Kriegsähnliche Zustände

Schlammmassen in Teresópolis (Foto: AP)
Die Schlammmassen zerstörten ganze Stadtteile in TeresópolisBild: dapd

In einer Notunterkunft in Teresópolis notierten Freiwillige die Namen der Überlebenden. Die Listen wurden an den Wänden aufgehängt. Vor ihnen drängten sich verzweifelte Menschen in der Hoffnung, den Namen eines Angehörigen zu entdecken. Es seien kriegsähnliche Zustände, beklagte einer der 163.000 Einwohner der Stadt, die rund 90 Kilometer von Rio de Janeiro entfernt liegt, der Hauptstadt des gleichnamigen Staates. Ganze Stadtteile wurden in Teresópolis durch Überschwemmungen und Erdrutsche zerstört. Vor allem in Armenvierteln wurden Häuser dem Erdboden gleichgemacht und Familien im Schlaf überrascht. Einige Leichen wurden mehrere Kilometer von ihren Häusern entfernt gefunden.

In abgeschnittenen Regionen waren Anwohner gezwungen, die Toten selbst zu begraben, berichteten brasilianische Medien. Fast die Hälfte der Opfer könnten nach Angaben einer Hilfsorganisation Kindern sein. Besonders betroffen sind zudem die Städte Nova Fiburgo, Petrópolis und Sumidouro. Auch hier gab es zahlreiche Tote. Der Gouverneur des Bundesstaates Rio, Sérgio Cabral, ordnete für die kommende Woche eine siebentägige Staatstrauer an.

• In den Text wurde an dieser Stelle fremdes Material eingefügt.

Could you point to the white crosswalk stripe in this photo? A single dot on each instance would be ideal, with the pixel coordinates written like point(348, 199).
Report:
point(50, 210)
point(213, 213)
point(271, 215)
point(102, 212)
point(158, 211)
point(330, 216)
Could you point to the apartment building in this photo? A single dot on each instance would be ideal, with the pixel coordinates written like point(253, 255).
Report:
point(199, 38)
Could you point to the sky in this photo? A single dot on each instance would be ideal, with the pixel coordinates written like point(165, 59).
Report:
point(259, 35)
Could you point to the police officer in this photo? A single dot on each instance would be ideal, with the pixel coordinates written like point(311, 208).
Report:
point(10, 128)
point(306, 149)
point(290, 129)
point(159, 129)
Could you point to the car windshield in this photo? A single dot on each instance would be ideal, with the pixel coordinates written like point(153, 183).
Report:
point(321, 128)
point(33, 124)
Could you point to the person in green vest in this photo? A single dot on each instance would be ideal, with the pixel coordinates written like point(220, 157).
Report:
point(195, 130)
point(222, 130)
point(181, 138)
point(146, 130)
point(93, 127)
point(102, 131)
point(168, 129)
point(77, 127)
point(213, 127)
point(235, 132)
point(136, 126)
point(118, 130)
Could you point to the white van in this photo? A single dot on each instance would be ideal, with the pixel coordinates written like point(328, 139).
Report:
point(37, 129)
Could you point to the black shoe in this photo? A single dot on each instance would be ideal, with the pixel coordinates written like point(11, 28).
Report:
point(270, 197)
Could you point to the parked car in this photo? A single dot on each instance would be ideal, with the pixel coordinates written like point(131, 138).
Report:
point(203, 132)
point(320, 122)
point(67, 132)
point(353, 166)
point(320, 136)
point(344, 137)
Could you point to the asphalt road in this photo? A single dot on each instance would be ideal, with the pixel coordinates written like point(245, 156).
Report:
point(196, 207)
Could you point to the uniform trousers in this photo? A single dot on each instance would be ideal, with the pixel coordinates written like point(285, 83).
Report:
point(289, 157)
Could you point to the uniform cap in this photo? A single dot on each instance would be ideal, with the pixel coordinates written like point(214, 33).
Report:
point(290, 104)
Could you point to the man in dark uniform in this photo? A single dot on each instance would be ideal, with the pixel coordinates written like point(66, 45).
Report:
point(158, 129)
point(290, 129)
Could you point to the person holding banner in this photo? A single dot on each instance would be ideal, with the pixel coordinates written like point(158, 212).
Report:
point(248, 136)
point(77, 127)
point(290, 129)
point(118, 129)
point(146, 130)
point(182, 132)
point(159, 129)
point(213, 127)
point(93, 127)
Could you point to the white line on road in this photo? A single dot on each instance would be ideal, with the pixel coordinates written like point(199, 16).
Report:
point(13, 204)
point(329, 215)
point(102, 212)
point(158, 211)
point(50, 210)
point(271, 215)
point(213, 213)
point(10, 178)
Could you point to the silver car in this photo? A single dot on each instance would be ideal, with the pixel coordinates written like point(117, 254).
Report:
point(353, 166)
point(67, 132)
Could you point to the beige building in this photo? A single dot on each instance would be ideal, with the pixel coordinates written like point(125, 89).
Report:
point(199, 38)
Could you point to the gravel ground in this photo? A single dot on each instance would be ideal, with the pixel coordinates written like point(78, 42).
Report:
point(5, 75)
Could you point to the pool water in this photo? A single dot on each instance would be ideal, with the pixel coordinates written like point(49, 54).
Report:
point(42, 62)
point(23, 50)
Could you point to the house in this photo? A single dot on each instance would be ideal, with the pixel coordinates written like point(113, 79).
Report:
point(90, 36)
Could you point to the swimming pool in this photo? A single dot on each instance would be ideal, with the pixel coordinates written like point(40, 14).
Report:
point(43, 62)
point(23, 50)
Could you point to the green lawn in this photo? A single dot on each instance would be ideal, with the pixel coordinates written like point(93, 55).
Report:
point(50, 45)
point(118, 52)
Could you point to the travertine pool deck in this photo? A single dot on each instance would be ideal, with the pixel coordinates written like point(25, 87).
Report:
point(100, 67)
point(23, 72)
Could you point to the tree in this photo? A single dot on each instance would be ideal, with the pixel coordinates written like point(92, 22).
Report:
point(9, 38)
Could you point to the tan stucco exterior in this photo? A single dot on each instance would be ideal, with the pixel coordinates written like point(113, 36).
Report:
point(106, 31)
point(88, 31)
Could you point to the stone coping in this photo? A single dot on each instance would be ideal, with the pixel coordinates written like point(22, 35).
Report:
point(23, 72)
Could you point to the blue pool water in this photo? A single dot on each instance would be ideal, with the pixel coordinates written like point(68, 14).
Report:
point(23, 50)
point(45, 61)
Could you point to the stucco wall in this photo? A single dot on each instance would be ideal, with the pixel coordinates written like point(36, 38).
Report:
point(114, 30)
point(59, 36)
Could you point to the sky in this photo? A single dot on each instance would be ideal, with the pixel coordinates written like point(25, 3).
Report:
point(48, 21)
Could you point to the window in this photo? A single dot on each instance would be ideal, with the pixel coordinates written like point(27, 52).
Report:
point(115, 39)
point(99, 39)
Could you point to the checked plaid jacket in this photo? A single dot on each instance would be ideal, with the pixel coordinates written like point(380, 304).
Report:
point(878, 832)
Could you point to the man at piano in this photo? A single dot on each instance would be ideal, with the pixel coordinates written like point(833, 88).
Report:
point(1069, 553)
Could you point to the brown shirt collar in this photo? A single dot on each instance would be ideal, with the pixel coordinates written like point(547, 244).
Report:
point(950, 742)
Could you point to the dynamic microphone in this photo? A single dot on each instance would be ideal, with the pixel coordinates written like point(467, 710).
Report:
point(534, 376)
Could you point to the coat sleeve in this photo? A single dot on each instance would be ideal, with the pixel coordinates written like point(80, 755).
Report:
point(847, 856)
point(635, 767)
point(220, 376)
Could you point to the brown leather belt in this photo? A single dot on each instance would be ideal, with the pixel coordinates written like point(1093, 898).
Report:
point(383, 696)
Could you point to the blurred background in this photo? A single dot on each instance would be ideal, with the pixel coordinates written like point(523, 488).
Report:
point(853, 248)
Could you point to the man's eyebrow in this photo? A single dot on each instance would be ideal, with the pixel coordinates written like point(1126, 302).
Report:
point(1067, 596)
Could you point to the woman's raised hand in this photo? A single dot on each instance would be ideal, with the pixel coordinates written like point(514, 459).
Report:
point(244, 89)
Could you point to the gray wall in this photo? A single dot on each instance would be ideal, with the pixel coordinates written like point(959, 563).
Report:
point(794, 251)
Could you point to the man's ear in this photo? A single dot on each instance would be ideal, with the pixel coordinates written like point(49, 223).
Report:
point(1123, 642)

Verheerendste Naturkatastrophe seit 1967

Zerstörte Häuser mit Menschen (Foto: dpa)
Rettungskräfte kommen kaum in abgelenere GebieteBild: picture-alliance/dpa

Margareta Wahlström, UN-Beauftragte für Risikoverminderung bei Naturkatastrophen, kritisierte die brasilianische Regierung, keine ausreichenden Vorkehrungen getroffen zu haben. "Diese Art von Tragödie muss nicht passieren", sagte sie in Genf. Die Regierung hätte ein Frühwarn- und Notfallsystem einrichten müssen.

In Brasilien kommt es während der Regenzeit oft zu Überschwemmungen und Erdrutschen. Nach Angaben des in Brüssel ansässigen Instituts Internationale Katastrophen-Datenbank handelt es sich bei den jüngsten Unwettern jedoch um die verheerendste Naturkatastrophe seit den Überschwemmungen und Erdrutschen im Jahr 1967. Damals kamen 785 Menschen ums Leben.